La raison de cette nouvelle taxe est limpide : tenter de contenir le raz-de-marée touristique qui déferle chaque saison sur ces îles. En 2023, 800 bateaux de croisière auraient déposé 1,3 million de passagers à Santorin, qui ne compte que 15 500 habitants à l’année. Parfois, jusqu’à 8000 visiteurs débarquent en un seul jour, saturant infrastructures, transports et sites emblématiques. Mykonos, de son côté, a vu arriver près de 700 000 croisiéristes l’an dernier, selon la Greek Ports Association. L’objectif du gouvernement grec est double : préserver la qualité de vie locale et trouver des fonds pour soutenir des aménagements durables recherchés par les insulaires, tout en renforçant la gestion du phénomène de surfréquentation.

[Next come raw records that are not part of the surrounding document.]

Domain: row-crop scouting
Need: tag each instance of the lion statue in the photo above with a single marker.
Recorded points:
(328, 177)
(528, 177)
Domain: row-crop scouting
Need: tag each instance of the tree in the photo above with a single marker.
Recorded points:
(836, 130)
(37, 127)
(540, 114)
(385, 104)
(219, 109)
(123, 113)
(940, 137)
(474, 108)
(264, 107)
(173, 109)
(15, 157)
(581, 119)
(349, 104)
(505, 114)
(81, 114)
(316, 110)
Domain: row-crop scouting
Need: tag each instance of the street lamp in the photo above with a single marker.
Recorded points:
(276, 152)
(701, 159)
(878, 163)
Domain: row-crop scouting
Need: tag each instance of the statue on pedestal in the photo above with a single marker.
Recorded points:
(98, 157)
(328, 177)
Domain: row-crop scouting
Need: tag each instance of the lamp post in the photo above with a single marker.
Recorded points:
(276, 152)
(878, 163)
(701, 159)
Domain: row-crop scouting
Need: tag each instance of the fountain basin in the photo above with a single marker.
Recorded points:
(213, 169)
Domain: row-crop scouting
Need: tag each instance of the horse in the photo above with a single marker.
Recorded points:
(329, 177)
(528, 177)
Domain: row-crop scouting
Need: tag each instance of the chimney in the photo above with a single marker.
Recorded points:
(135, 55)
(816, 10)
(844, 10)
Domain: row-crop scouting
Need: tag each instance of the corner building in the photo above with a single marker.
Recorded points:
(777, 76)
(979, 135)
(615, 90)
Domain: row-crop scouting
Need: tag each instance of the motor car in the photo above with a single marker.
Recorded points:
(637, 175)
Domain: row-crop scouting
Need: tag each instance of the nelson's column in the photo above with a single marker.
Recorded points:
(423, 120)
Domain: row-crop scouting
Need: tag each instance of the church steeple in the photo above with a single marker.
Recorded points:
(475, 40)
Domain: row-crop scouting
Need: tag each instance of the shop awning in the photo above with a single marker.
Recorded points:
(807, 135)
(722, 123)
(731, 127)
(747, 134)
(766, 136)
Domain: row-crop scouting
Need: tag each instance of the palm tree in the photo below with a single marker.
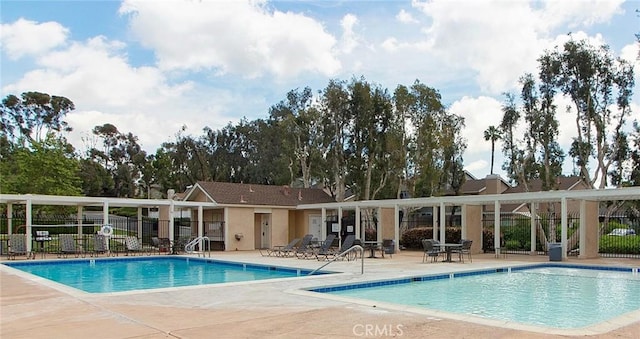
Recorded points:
(492, 133)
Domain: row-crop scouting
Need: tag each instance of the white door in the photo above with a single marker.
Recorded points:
(315, 226)
(266, 231)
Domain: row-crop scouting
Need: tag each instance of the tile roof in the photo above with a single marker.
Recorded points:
(266, 195)
(564, 183)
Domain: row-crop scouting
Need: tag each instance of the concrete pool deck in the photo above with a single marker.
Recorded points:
(36, 308)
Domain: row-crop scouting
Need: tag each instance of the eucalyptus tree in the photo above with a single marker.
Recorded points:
(336, 124)
(544, 156)
(493, 134)
(298, 123)
(34, 116)
(122, 157)
(600, 88)
(514, 163)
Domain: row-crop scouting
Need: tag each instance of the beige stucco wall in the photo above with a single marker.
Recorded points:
(387, 223)
(473, 224)
(592, 229)
(240, 221)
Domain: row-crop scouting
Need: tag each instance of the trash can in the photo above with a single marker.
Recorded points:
(555, 251)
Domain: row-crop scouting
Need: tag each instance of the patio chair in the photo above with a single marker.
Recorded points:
(161, 245)
(68, 246)
(305, 245)
(133, 246)
(18, 246)
(464, 249)
(388, 247)
(99, 245)
(283, 251)
(326, 248)
(430, 250)
(347, 243)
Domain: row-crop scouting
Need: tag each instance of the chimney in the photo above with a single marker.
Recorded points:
(493, 184)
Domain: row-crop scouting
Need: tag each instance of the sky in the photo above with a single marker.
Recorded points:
(154, 67)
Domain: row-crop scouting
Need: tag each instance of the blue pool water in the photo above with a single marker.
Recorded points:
(558, 297)
(117, 275)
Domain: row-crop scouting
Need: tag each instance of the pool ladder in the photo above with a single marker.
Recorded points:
(190, 246)
(352, 248)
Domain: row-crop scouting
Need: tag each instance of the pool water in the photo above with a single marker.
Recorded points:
(118, 275)
(549, 296)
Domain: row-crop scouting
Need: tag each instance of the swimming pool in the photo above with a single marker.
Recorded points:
(555, 296)
(128, 274)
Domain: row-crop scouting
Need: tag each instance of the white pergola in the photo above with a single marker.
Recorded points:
(29, 200)
(583, 196)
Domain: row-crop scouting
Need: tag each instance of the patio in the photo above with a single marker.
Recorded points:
(32, 308)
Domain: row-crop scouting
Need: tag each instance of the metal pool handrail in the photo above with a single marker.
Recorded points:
(189, 246)
(352, 248)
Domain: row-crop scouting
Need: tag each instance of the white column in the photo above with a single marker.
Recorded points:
(79, 219)
(443, 213)
(171, 223)
(396, 227)
(28, 224)
(9, 218)
(434, 221)
(359, 234)
(140, 223)
(564, 232)
(201, 226)
(226, 229)
(323, 222)
(496, 226)
(583, 228)
(534, 220)
(463, 226)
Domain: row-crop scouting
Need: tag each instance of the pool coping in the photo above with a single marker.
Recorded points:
(595, 329)
(72, 291)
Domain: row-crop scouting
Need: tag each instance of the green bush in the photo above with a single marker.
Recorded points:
(620, 245)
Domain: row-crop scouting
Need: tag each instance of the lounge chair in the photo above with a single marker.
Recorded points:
(464, 249)
(99, 245)
(304, 247)
(68, 246)
(347, 243)
(18, 246)
(161, 245)
(430, 250)
(133, 246)
(388, 247)
(325, 249)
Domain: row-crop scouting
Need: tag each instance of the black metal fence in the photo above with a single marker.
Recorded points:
(84, 232)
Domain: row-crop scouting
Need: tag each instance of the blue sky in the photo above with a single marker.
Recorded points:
(151, 67)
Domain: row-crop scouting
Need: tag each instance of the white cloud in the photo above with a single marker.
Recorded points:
(501, 40)
(238, 37)
(479, 113)
(25, 37)
(349, 37)
(405, 17)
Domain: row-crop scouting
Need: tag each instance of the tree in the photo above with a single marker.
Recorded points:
(600, 89)
(34, 116)
(47, 167)
(492, 134)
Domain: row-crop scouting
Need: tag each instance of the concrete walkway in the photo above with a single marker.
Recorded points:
(36, 308)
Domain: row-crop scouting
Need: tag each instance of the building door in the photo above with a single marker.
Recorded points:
(315, 226)
(265, 239)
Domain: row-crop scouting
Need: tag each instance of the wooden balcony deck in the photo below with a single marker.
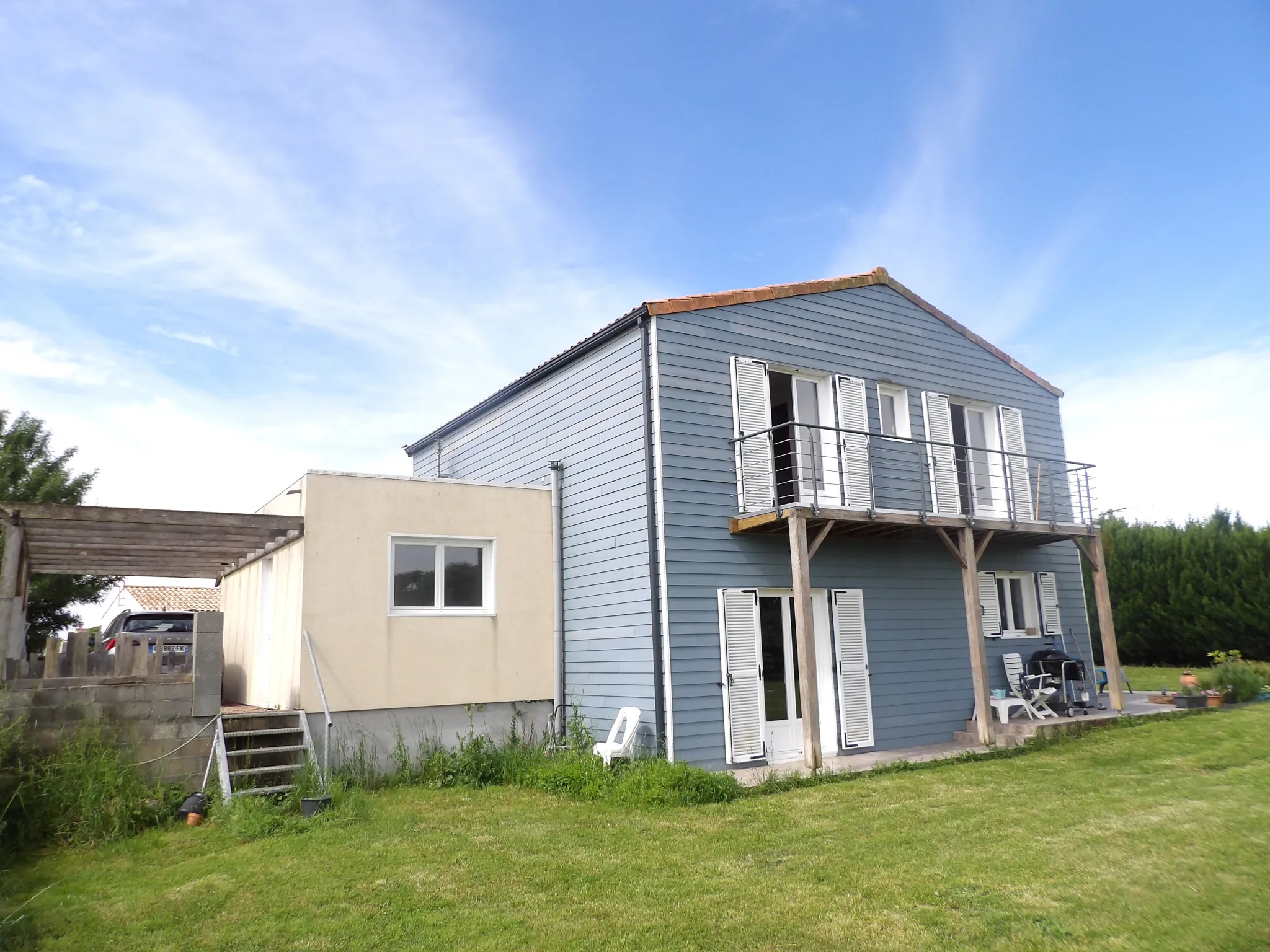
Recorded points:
(892, 524)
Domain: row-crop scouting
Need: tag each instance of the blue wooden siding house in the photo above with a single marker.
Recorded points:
(794, 522)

L’Europe du Sud tente de freiner la surchauffe touristique

La Grèce n’est pas la première à opter pour ce genre de solution ! Face à la montée en puissance du tourisme, d’autres hauts lieux méditerranéens adoptent des dispositifs similaires. Venise a lancé au printemps une taxe d’entrée de 5 euros pour ses visiteurs à la journée, tandis que Barcelone a rehaussé sa propre taxe de séjour pour les croisiéristes récemment – plus d’infos d’ailleurs sur les règles du tourisme en Espagne. L’instauration d’une redevance dans les Cyclades s’inscrit donc dans un mouvement de fond : voyager coûtera désormais plus cher dans les endroits soumis à une forte pression touristique.

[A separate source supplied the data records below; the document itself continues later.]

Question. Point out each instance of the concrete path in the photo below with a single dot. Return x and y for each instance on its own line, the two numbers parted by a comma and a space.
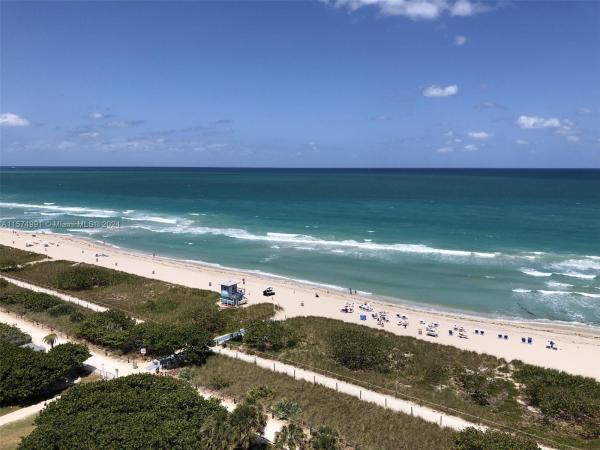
386, 401
23, 413
65, 297
107, 366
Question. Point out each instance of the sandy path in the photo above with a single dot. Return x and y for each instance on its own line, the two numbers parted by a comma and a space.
579, 347
105, 365
65, 297
367, 395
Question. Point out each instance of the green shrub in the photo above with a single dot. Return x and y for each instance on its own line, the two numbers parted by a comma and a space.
561, 396
269, 336
260, 392
62, 309
290, 437
325, 438
79, 278
142, 411
110, 328
285, 409
474, 439
29, 300
359, 349
218, 383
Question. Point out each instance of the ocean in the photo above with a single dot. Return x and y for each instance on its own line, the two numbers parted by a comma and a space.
523, 244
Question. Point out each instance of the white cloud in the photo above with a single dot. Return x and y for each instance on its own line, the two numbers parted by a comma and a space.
538, 122
415, 9
481, 135
12, 120
466, 8
440, 91
460, 40
90, 134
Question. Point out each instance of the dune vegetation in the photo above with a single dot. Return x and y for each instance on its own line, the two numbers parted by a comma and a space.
558, 406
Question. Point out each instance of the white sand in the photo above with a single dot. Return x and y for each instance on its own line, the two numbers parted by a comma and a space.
579, 347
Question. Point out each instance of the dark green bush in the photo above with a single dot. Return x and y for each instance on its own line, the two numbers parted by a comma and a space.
79, 278
142, 411
110, 328
62, 309
359, 349
25, 373
29, 300
561, 396
13, 335
474, 439
270, 336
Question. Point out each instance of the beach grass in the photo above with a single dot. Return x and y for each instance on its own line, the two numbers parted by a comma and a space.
142, 297
12, 433
362, 425
465, 383
12, 257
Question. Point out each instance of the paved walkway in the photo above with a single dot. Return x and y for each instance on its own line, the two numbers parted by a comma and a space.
106, 366
24, 413
65, 297
387, 401
384, 400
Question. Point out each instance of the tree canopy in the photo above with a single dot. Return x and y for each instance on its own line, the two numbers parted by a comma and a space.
142, 411
270, 335
13, 334
25, 373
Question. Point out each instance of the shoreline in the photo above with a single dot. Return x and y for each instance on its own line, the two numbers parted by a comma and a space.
579, 345
373, 298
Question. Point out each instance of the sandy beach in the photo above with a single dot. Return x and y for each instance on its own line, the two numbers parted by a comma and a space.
578, 347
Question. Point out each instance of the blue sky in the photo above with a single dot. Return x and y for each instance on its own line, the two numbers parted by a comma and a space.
348, 83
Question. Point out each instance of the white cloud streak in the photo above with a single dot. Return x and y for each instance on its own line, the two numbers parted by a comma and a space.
481, 135
12, 120
460, 40
440, 91
416, 9
530, 122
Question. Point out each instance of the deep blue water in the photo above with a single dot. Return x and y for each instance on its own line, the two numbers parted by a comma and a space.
521, 243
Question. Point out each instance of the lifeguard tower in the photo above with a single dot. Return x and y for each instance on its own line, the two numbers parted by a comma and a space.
231, 295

Fonctionnement de la taxe et expérimentation sur trois ans

Le gouvernement grec, à travers son plan « Greece Sustainable », prévoit que cette taxe environnementale soit dans un premier temps expérimentée sur trois ans à Mykonos et Santorin. Si elle s’avère efficace, elle pourrait progressivement concerner d’autres ports sensibles comme Rhodes ou Héraklion. Facile à collecter, la taxe sera intégrée aux tarifs et reversée par les compagnies maritimes elles-mêmes. Les passagers à terre ou arrivant par ferry resteront exemptés, la priorité étant de cibler l’afflux massif, brutal et quotidien des croisières géantes. Retrouvez tous les détails sur cette mesure sur cet article détaillé.

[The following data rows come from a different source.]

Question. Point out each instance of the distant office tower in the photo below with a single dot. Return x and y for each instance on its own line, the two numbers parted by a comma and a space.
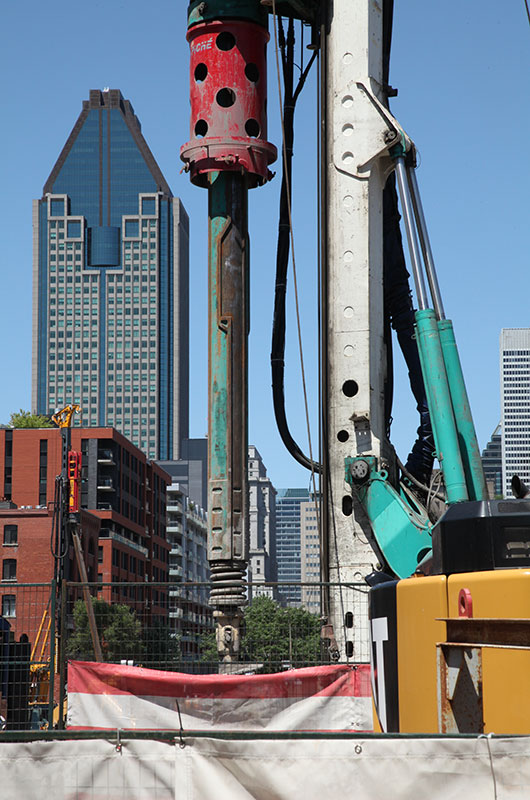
288, 543
262, 524
191, 470
189, 611
515, 405
110, 285
492, 463
310, 556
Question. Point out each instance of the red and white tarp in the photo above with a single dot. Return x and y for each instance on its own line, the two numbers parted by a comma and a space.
314, 698
212, 769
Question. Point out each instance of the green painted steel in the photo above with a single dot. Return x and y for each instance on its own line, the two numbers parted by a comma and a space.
467, 437
400, 526
228, 366
251, 10
440, 405
218, 447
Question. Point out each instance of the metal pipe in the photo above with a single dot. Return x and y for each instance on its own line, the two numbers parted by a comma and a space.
408, 219
228, 402
467, 437
440, 406
425, 244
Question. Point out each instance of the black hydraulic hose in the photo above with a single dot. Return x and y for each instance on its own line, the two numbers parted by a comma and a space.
283, 249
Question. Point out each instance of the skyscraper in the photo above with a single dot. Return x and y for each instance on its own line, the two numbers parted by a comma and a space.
288, 542
262, 523
492, 463
110, 286
515, 405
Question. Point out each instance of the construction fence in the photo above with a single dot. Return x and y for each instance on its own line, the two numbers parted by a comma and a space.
164, 626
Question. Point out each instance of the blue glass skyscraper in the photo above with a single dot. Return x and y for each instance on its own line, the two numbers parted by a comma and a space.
110, 320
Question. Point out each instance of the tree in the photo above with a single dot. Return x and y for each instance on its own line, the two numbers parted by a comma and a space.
119, 632
274, 636
25, 419
161, 647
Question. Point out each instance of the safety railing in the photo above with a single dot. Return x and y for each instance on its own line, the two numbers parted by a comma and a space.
167, 626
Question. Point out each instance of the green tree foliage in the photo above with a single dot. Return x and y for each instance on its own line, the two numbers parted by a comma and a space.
119, 632
25, 419
274, 636
161, 647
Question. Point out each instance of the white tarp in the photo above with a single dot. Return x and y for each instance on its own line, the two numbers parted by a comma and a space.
114, 696
364, 769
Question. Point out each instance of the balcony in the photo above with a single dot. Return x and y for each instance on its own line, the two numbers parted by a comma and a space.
175, 571
105, 533
106, 457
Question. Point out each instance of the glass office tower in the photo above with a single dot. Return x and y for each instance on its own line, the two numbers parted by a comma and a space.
110, 319
515, 406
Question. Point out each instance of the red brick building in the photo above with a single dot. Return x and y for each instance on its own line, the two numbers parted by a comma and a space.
26, 539
119, 487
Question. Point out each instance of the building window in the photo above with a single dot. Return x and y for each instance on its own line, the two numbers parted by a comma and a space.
148, 205
9, 605
10, 534
57, 208
74, 229
9, 569
131, 227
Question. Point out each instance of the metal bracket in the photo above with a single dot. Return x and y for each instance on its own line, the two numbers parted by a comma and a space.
359, 109
402, 532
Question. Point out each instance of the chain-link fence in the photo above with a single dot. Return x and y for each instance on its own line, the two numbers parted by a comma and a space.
27, 648
168, 626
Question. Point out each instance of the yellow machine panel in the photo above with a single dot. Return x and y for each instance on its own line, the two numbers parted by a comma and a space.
506, 689
503, 593
421, 602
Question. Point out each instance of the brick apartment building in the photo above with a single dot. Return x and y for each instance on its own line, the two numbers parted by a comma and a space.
123, 497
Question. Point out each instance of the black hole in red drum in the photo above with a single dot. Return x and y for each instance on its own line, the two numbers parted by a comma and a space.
225, 97
225, 41
252, 127
252, 73
201, 71
350, 388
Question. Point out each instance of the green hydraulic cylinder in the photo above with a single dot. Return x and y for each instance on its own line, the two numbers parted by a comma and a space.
440, 405
467, 437
228, 386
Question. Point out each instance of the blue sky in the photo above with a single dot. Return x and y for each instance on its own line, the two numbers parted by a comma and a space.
462, 70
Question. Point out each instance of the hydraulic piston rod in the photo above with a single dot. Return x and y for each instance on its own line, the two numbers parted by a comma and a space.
228, 154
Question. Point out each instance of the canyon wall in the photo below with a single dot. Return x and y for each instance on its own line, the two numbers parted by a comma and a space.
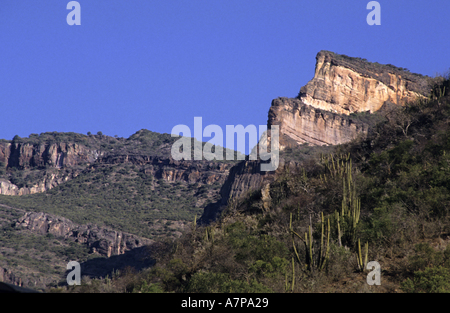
321, 114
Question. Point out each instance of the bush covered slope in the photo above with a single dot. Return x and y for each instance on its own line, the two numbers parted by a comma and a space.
382, 198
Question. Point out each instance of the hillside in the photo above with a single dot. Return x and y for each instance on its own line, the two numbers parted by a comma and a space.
363, 176
97, 185
387, 191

Quels impacts pour le tourisme en Grèce et en Europe ?

Face à des records attendus en 2025 – avec potentiellement 38 millions de touristes internationaux – le gouvernement grec compte bien faire de cette taxe un rempart pour empêcher que les Cyclades ne se transforment définitivement en parcs à thème surpeuplés. Difficile toutefois d’imaginer que ces 20 euros freineront l’ardeur des voyageurs séduits par les couchers de soleil de Santorin ou l’atmosphère électrisante de Mykonos. Mais cette initiative pourrait donner des idées à d’autres destinations en Europe et au Japon, qui renforce aussi la fiscalité touristique (plus d’infos sur la hausse des taxes au Japon). Si les croisiéristes grincent un peu des dents, la tendance semble durable : du Japon à l’Angleterre (voyageurs Paris-Nord et taxes outre-Manche) ou d’autres pays très prisés qui instaurent de nouvelles taxes (comme ici), l’heure est à la préservation des sites et à la maîtrise du surtourisme.